Мне она напомнила сарму, бившую меня на стоянке у ручья. Только та походила на борца сумо, а эта – на штангистку. Взгляд у «штангистки» был тяжелым и недобрым. «С ней надо настороже!» – понял я и потянулся к одежде.
— Вам выдадут другую! – поспешила «штангистка».
— Мне эта нравится! – нагло сказал я.
— Оружие оставь! – нахмурилась «штангистка». – В храме дозволено только страже.
Подумав, я подчинился: оружие действительно ни к чему. А вот кошелек с деньгами прихватил. Тот был маленький и легкий. В Таре мы с Виталией поменялись. Я вручил ей свой золотой запас – вклад в выкуп, получив взамен легонький мешочек с парочкой золотых и десятком серебряных и медных монет. На первое время хватит.
Нас отвели в баню, где молодые жрицы, абсолютно голые, быстро и сноровисто нас вымыли. Затем, уложив на мраморные столы, натерли пахучим маслом. Парням процедура очень понравилась. Олег в ходе процесса все время пытался схватить свою банщицу за разные места. Та хихикала и шлепала охальника по шаловливым ручкам. Ясен пень, все мужики от такой картины возбудились. Я, покрутив головой, заметил, что за сценой наблюдает пожилая жрица, которая осматривала нас сразу. Она одобрительно кивала головой. «Еще одна проверка товара!» – понял я.
После бани нас сытно накормили, не пожалев вина. Я на выпивку не налегал, а вот парни захмелели. Поэтому благодушно слушали речь все той же пожилой жрицы, рассказывавшей, чем и как гостям предстоит в храме заниматься. Ничего нового нам не поведали, разве что уточнили нюансы. За хорошее поведение донорам предоставлялась свобода перемещения по городу и в общении с людьми.

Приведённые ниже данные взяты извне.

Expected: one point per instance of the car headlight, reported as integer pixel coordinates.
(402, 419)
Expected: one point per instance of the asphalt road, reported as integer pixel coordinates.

Но за пределы города выходить запрещалось. За нарушение правил полагались наказания. На какое-то время могли запретить выход в город, а в случае тяжких проступков – оштрафовать, а то и посадить в подвал. Сроки запрета, отсидки и сумма штрафа определяла главная жрица, она же верховный понтифик. Категорически запрещалось вступать в интимные связи с женщинами, пьянствовать и безобразничать. За этим, как предупредили нас, будут смотреть. Жить нам предстояло на территории храма в специально предназначенном для мужчин доме – по трое–четверо в комнате. Короче, в общаге.
Говорила жрица на латыни, я переводил. При этом позволял себе вольности и комментарии. Парни прыскали и хохотали. Жрица косилась, но от замечаний удержалась – видимо списала реакцию на щекотливость темы. Все это время «штангистка» за нами внимательно наблюдала.
— Что-то непонятно? – спросила после того, как жрица умолкла.
Все закрутили головами.
— Сейчас вас пригласят в храм, где каждому наденут браслет. С этого мгновения вы находитесь под защитой Богини–воительницы. Гордитесь! Это почетно!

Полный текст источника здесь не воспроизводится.